The most outstanding translational results that confirm the importance of the axis as a prognostic / activity marker are: 1) Low serum VIP levels correlate inversely with the activity of RA and Spondyloarthritis. 2) Those patients who, after two years of follow-up, continue to have moderate or high levels of disease activity, show the lowest baseline VIP levels. This finding is even more relevant, bearing in mind that this behavior is observed despite the tendency to prescribe higher doses of FAMEs (disease-modifying anti-rheumatic drugs) to patients with low VIP levels. 3) The VPAC1 receptor can be considered a marker of activity, since patients with more severe inflammation and higher disease activity have lower levels of VPAC1. 4) Our most recent and relevant result points to a clear correlation of genetic variants of the VIP gene with its serum levels and treatment requirements.

The group has recently registered two patents with the La Princesa Hospital Foundation, one of them European: “Prognosis method of autoimmune diseases by genotyping genetic variations of the vasoactive intestinal peptide” EP3121290 A4.

As members of the Inflammation Network in Inflammatory and Rheumatic Diseases, we actively collaborate with the groups of Isidoro González-Álvaro of the Hospital of La Princesa (Madrid), Mario Mellado of the CNB-CSIC (Madrid), José Luis Pablos of the Hospital October 12 (Madrid), Francisco Blanco from CHUAC (A Coruña) and Marina Garín from CIEMAT (Madrid).

Current priority lines:

  1. To study the contribution of fibroblastic synoviocytes to the destruction of cartilage in osteoarthritis.
    For this, we are analyzing the role of ADAMTS-7 and -12, produced by the synoviocyte, in the destruction of the extracellular matrix and the potential effect of VIP on them.

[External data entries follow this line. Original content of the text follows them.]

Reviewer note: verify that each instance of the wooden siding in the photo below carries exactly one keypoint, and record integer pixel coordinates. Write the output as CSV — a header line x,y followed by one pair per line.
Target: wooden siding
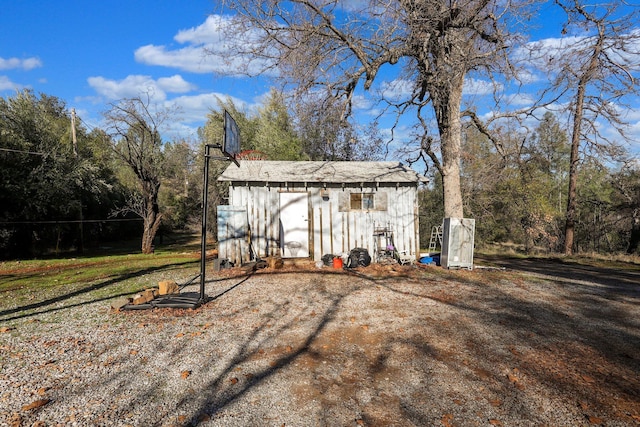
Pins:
x,y
333,227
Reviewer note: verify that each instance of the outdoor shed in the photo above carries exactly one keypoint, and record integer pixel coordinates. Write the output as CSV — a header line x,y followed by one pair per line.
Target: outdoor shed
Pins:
x,y
308,209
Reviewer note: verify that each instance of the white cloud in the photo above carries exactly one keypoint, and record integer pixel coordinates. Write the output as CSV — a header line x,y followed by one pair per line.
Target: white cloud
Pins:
x,y
134,85
7,84
16,63
399,89
208,49
194,109
479,87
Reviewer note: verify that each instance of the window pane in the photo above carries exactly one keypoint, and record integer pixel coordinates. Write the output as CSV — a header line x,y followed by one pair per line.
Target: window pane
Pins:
x,y
367,201
356,201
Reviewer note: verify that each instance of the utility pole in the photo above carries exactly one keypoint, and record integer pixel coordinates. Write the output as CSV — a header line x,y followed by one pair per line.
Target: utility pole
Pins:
x,y
74,140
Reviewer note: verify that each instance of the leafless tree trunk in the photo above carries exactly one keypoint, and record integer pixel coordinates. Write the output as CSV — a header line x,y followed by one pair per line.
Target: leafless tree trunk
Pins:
x,y
601,68
335,47
134,127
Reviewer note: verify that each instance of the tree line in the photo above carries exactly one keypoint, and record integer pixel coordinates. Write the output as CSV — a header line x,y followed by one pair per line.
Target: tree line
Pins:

We are also studying the secretome of co-cultures of synoviocytes and chondrocytes, analyzing molecules involved in the destruction of cartilage and its modulation by VIP.
  2. To study the neuro-immuno-osteogenic interactions in patients with rheumatoid arthritis.
    This line of research has three important subdivisions:

    • To study the correlation between serum VIP levels and the expression of VPAC1 and VPAC2 with radiological parameters in patients with recent AR.
    • The characterization of the expression pattern of VIP receptors in differentiated osteoclasts from monocytes of healthy donors and patients with RA. As well as studying the effect of VIP on the osteoclastogenic potential of these cells and on the contribution of the fibroblastic synoviocyte to osteoclastogenesis.
    • The characterization of the pattern of expression of VIP receptors during the differentiation / activation of Th lymphocytes in donors and patients with recent AR. To determine the effect of VIP on the phenotype of Th cells involved in the process of osteoclast differentiation and in bone resorption.
  1. The recognition and validation of other biomarkers in inflammatory and autoimmune diseases (epigenetic studies and miRNAs involved in the gene regulation of the VIP axis / receptors)
    The main objectives that are being addressed following this line of research are:

    • To identify epigenetic variants of VIP receptors by analyzing methylation levels of different regions of them, in samples from different cohorts of patients with recent-onset arthritis.
    • To analyze whether the methylation pattern of these variants can be useful as a prognostic biomarker studying its association with clinical severity parameters.
    • To correlate in serum the presence of microRNAs with the levels of expression of the VIP axis / receptors in samples from patients with different inflammatory and autoimmune diseases.